By Jennifer Mishler, Ecorazzi
Every year, as many as 100 million sharks are killed by humans (the numbers reported range from 73 million to 100 million). As the Florida Museum of Natural History’s study of international shark attacks found, there have only been 2,463 confirmed unprovoked shark attacks on humans worldwide from 1580 to 2011. Of those, 471 were fatal.
The demand for shark fins is a big force behind the hunt for sharks. The fins, usually removed before the sharks are thrown back into the water alive, are used in shark fin soup, a Chinese delicacy. The overfishing of shark populations is leading to the decline of the ocean’s apex predators, and the Pew Environment Group has found that some of the fins are coming from endangered species of sharks.
According to TreeHugger, Pew and Stony Brook University scientists have been joined by shark attack survivors for a study of shark fin samples. The survivors wanted to raise awareness for the increasingly endangered animals. “We were all in the ocean to begin with because we love it. If we can stick up for sharks, that turns a lot of heads. We all wanted to turn something really bad into something with a positive impact, then our suffering wasn’t for nothing,” said Debbie Salamone, who helped to organize the study, and was bitten by a shark ten years ago off the coast of Florida.
Shark fin samples were taken from soup in fourteen cities across the U.S. and studied for DNA analysis.
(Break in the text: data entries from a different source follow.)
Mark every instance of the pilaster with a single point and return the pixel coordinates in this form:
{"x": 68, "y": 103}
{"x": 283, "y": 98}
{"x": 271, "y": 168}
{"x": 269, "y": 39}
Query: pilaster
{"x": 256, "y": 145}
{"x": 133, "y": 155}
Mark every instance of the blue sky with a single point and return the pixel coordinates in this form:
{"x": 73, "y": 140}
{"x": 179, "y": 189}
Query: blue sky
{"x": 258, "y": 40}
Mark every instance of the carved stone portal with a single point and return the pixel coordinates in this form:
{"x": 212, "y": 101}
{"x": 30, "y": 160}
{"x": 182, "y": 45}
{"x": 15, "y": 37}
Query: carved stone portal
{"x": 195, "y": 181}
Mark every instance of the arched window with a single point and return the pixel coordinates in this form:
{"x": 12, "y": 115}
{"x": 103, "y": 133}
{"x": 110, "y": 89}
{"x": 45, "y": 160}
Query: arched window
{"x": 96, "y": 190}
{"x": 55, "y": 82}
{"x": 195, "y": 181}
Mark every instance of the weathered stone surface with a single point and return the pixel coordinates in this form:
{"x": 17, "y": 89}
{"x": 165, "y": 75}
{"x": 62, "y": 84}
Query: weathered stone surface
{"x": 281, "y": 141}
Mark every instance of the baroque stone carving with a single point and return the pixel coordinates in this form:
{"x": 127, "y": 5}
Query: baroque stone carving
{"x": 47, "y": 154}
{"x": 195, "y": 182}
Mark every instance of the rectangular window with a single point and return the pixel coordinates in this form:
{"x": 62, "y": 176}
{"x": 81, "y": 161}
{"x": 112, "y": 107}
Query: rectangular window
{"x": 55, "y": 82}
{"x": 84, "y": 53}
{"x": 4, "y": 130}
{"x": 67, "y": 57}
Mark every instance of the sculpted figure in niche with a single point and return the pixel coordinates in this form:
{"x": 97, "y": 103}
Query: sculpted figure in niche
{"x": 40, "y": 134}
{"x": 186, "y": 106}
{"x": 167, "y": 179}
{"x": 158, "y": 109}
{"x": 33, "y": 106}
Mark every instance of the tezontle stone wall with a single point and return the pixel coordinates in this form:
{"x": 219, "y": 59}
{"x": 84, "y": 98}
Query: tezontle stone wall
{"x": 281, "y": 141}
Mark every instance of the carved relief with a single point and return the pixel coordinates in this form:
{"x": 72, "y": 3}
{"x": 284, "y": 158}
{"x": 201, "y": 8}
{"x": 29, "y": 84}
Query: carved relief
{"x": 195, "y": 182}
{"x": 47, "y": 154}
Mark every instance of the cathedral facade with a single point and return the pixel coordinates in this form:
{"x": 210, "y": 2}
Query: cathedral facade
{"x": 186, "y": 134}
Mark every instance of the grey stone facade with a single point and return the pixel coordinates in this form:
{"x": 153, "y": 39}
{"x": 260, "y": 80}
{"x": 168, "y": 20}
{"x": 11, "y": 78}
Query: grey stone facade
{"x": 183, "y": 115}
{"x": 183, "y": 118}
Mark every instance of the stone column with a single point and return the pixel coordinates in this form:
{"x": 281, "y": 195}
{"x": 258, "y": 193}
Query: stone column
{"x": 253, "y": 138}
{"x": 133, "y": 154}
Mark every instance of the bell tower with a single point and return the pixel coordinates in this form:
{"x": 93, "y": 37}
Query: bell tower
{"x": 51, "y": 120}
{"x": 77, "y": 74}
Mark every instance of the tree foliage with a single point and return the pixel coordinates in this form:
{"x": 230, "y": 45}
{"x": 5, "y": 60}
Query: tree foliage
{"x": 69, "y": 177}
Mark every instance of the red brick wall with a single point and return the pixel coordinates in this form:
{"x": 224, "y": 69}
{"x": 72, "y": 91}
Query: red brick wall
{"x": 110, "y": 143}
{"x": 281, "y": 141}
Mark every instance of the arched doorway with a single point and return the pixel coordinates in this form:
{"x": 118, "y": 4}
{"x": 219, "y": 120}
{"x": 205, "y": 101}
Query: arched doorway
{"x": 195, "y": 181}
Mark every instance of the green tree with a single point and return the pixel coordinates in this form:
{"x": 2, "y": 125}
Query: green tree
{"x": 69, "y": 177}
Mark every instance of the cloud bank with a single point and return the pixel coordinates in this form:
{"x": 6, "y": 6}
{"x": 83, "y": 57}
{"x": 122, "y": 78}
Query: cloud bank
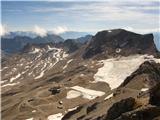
{"x": 3, "y": 30}
{"x": 39, "y": 31}
{"x": 60, "y": 30}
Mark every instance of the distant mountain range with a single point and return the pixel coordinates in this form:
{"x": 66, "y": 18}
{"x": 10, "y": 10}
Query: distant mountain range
{"x": 113, "y": 75}
{"x": 20, "y": 38}
{"x": 65, "y": 35}
{"x": 15, "y": 41}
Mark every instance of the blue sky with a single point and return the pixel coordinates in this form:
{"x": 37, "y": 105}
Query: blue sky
{"x": 135, "y": 15}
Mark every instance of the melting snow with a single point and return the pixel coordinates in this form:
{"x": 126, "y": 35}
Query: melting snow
{"x": 65, "y": 55}
{"x": 10, "y": 84}
{"x": 116, "y": 70}
{"x": 144, "y": 89}
{"x": 73, "y": 94}
{"x": 58, "y": 116}
{"x": 71, "y": 109}
{"x": 35, "y": 51}
{"x": 108, "y": 97}
{"x": 84, "y": 92}
{"x": 29, "y": 119}
{"x": 67, "y": 63}
{"x": 13, "y": 78}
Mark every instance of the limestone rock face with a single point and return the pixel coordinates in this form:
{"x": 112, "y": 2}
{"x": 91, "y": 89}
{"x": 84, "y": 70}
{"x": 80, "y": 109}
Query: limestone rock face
{"x": 121, "y": 42}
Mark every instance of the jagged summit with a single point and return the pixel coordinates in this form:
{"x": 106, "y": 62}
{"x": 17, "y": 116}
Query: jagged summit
{"x": 121, "y": 42}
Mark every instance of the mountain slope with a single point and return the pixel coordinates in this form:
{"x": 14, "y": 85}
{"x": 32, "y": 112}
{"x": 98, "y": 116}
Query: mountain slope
{"x": 120, "y": 42}
{"x": 55, "y": 81}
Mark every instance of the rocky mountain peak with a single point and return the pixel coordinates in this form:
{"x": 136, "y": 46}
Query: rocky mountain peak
{"x": 120, "y": 42}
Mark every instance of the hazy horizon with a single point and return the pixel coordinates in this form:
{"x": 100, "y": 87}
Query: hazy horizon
{"x": 84, "y": 16}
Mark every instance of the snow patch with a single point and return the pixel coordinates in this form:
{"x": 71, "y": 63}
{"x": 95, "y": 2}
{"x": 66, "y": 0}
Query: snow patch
{"x": 14, "y": 78}
{"x": 57, "y": 116}
{"x": 73, "y": 94}
{"x": 116, "y": 70}
{"x": 36, "y": 50}
{"x": 144, "y": 89}
{"x": 109, "y": 96}
{"x": 71, "y": 109}
{"x": 29, "y": 119}
{"x": 65, "y": 55}
{"x": 84, "y": 92}
{"x": 10, "y": 84}
{"x": 67, "y": 63}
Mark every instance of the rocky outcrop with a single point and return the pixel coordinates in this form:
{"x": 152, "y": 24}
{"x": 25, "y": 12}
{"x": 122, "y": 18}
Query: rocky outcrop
{"x": 71, "y": 45}
{"x": 144, "y": 113}
{"x": 149, "y": 72}
{"x": 120, "y": 42}
{"x": 155, "y": 95}
{"x": 120, "y": 107}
Of the 33 species of sharks identified from the samples, several were labeled “near-threatened, vulnerable to extinction, or endangered.” Liz Karan of Pew says of the findings, “This is further proof that shark fin soup here in the United States, not just in Asia, is contributing to the global decline in sharks.”
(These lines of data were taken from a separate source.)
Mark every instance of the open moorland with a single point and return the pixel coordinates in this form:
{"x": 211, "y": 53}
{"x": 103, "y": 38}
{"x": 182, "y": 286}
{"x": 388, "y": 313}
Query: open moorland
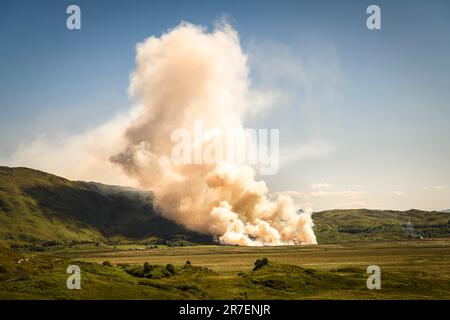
{"x": 409, "y": 270}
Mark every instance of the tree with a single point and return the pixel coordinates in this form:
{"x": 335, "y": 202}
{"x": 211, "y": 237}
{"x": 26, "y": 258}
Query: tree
{"x": 260, "y": 263}
{"x": 170, "y": 268}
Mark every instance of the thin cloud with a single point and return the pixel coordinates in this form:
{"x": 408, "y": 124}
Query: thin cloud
{"x": 321, "y": 185}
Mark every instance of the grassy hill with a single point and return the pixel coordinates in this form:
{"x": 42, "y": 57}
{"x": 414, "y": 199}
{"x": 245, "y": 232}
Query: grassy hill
{"x": 40, "y": 208}
{"x": 384, "y": 225}
{"x": 43, "y": 209}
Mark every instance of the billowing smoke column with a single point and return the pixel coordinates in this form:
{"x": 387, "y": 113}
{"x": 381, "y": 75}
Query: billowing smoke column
{"x": 185, "y": 76}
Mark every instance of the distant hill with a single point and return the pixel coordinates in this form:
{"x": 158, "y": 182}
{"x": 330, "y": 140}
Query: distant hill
{"x": 36, "y": 206}
{"x": 382, "y": 225}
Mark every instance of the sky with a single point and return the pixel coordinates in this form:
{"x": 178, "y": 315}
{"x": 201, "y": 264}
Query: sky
{"x": 367, "y": 110}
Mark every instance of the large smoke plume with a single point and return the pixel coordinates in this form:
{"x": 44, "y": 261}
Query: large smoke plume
{"x": 185, "y": 76}
{"x": 190, "y": 75}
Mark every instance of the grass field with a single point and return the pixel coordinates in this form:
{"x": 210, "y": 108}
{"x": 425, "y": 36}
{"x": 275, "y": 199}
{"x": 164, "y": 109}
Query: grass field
{"x": 409, "y": 270}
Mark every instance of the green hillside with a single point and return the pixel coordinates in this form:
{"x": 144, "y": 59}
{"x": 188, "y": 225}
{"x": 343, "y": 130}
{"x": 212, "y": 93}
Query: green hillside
{"x": 384, "y": 225}
{"x": 37, "y": 207}
{"x": 40, "y": 208}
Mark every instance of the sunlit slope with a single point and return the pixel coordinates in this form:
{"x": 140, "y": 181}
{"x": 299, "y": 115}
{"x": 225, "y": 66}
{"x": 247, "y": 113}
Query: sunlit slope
{"x": 37, "y": 206}
{"x": 382, "y": 225}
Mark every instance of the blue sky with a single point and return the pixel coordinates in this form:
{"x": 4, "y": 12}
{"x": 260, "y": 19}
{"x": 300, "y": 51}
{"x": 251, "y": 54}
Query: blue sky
{"x": 380, "y": 98}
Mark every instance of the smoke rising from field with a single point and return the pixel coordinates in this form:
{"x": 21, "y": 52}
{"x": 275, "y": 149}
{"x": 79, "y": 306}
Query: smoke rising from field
{"x": 189, "y": 75}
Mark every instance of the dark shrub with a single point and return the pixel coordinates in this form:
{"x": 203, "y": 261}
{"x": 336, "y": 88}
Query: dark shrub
{"x": 170, "y": 268}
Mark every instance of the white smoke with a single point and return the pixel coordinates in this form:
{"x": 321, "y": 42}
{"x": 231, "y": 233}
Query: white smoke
{"x": 186, "y": 75}
{"x": 190, "y": 75}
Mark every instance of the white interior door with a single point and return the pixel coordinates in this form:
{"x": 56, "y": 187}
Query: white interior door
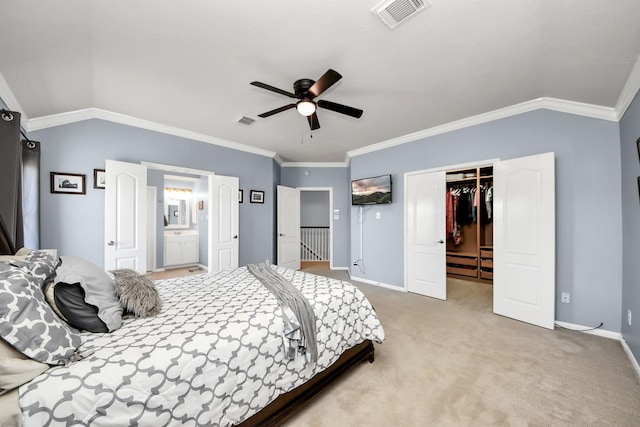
{"x": 223, "y": 222}
{"x": 288, "y": 227}
{"x": 426, "y": 228}
{"x": 125, "y": 216}
{"x": 524, "y": 239}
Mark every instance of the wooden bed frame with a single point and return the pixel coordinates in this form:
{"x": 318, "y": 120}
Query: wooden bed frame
{"x": 289, "y": 403}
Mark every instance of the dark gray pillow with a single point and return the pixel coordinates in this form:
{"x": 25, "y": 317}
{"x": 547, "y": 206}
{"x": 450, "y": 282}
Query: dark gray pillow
{"x": 137, "y": 293}
{"x": 69, "y": 302}
{"x": 28, "y": 323}
{"x": 86, "y": 295}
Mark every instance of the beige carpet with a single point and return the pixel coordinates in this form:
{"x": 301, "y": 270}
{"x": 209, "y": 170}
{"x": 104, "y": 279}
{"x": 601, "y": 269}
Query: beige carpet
{"x": 454, "y": 363}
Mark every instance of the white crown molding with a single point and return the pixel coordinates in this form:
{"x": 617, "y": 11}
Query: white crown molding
{"x": 631, "y": 88}
{"x": 45, "y": 122}
{"x": 589, "y": 110}
{"x": 314, "y": 165}
{"x": 11, "y": 101}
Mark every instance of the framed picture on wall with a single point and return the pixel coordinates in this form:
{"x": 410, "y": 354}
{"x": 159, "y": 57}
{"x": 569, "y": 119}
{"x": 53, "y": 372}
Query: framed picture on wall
{"x": 68, "y": 183}
{"x": 99, "y": 178}
{"x": 256, "y": 196}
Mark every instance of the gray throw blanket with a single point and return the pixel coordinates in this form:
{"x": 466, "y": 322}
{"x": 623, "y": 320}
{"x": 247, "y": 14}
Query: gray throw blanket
{"x": 297, "y": 314}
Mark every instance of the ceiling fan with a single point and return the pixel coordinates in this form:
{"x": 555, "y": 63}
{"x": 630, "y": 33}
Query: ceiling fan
{"x": 305, "y": 90}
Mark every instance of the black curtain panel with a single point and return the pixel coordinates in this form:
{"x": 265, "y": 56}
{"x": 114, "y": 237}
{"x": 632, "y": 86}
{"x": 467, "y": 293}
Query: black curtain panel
{"x": 11, "y": 183}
“US consumers of shark fin soup cannot be certain of what’s in their soup. They could be eating a species that is in serious trouble,” Demian Chapman, who helped study the found DNA, told AFP. Species included the endangered scalloped hammerhead shark, vulnerable-to-extinction smooth hammerhead, spiny dogfish and school sharks, and near-threatened bull and copper sharks.
Shark fin bans are slowly being established in countries around the world. In the United States, shark fins have been banned in Hawaii, Oregon, Washington, California and Illinois so far. Several states are considering bans, including New York and Maryland.